Would you like to find out what that is?
With the help of Baron Schwartz's post on http://www.xaprb.com/blog/2006/07/23/how-to-track-what-owns-a-mysql-connection/ I was able to find out as well. However, I wanted to simplify things a bit, because all I need is to track MySQL connections within MySQL for now. I'll probably increase the scope in the future, but for now, let's keep it simple.
See it coming together?
Alrighty, here's the recipe...
Assumptions: The name of the database we will use to store this information will be called admin.
1. Create the table to store the connection information in. You don't have to include the unique key if you don't want to.
CREATE TABLE admin.connections (id INT UNSIGNED NOT NULL AUTO_INCREMENT PRIMARY KEY, connect_time DATETIME NOT NULL, user_host VARCHAR(50) NOT NULL, connection_id INT UNSIGNED NOT NULL, UNIQUE INDEX idx_connect_time_user_host (connect_time, user_host));
2. Set the init-connect variable. This is a string to be executed for each client that connects. Details here.

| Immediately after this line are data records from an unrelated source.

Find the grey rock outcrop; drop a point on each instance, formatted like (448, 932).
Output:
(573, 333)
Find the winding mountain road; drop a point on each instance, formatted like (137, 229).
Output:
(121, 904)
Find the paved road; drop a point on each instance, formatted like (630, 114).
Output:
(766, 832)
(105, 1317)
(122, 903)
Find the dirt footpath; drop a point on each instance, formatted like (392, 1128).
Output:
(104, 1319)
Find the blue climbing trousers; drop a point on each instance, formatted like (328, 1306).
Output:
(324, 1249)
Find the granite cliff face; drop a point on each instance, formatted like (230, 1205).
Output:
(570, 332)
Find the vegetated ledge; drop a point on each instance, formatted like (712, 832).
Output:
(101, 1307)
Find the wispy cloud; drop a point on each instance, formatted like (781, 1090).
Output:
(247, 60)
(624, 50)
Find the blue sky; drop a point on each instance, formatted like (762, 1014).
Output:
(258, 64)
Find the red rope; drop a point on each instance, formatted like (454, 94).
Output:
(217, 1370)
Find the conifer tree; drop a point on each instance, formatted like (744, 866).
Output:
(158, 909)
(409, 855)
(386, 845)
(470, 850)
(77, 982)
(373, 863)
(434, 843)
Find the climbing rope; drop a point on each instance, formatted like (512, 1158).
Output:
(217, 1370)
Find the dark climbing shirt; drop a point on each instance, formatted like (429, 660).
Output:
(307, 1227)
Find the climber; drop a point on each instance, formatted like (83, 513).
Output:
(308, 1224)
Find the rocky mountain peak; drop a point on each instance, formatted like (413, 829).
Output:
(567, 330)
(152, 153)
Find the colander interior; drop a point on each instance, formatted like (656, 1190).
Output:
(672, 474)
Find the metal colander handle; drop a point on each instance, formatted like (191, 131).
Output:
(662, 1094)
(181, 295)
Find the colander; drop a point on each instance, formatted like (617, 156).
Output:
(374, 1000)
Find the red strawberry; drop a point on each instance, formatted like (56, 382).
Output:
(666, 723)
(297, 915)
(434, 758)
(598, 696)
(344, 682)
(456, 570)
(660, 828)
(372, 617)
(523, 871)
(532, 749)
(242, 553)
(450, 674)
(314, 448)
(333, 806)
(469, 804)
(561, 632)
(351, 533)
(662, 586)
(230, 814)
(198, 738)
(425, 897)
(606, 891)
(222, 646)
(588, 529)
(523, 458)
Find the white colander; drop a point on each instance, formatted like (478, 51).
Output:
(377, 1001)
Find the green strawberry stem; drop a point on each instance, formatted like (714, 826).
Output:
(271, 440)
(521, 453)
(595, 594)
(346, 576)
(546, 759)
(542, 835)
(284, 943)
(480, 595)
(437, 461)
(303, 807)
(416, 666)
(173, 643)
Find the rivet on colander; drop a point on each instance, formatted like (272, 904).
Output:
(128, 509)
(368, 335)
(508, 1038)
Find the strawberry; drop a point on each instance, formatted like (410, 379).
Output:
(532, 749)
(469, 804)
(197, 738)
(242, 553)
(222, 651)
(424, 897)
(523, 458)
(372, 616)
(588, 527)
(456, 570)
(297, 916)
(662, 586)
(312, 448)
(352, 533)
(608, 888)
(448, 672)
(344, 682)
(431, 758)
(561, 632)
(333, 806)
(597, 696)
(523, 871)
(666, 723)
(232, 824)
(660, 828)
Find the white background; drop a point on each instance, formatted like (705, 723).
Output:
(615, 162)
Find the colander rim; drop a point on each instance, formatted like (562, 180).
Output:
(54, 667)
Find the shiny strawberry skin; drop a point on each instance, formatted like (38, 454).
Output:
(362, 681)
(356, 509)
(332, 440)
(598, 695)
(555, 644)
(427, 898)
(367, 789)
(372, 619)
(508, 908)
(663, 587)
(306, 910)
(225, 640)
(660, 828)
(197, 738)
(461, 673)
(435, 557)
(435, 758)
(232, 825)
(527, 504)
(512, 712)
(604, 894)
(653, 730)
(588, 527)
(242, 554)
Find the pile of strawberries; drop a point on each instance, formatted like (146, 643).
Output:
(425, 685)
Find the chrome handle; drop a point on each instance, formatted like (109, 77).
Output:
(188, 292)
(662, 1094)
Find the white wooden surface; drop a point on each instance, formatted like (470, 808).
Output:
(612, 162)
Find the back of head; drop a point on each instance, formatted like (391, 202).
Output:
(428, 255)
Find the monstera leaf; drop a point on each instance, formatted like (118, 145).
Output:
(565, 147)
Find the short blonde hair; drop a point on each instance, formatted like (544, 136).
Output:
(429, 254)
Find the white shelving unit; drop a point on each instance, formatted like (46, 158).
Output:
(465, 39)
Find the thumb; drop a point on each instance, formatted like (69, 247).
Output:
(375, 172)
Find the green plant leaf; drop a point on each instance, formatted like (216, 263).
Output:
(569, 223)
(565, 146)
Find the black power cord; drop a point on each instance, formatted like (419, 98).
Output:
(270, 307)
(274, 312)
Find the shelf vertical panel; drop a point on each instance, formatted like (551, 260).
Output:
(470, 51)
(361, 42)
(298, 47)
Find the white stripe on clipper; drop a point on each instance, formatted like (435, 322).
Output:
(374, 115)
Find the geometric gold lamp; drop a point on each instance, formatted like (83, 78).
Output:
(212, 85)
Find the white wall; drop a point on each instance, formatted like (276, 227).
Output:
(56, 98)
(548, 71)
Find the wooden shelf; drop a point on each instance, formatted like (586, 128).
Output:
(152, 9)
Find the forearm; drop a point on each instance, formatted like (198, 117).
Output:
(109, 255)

SET GLOBAL init_connect = "INSERT INTO admin.connections (connect_time, user, connection_id) VALUES (NOW(), CURRENT_USER(), CONNECTION_ID());";
3. Check permissions of all of your users to ensure that they can insert a record into the admin.connections table.
4. Login as a user without global privileges and a row should be inserted in the admin.connections table. Note that the init-connect system variable does not work on users with global privileges. For better or for worse, all of us DBAs know what that means.
5. Watch your connection table grow and flourish. You've just started a new pet (project).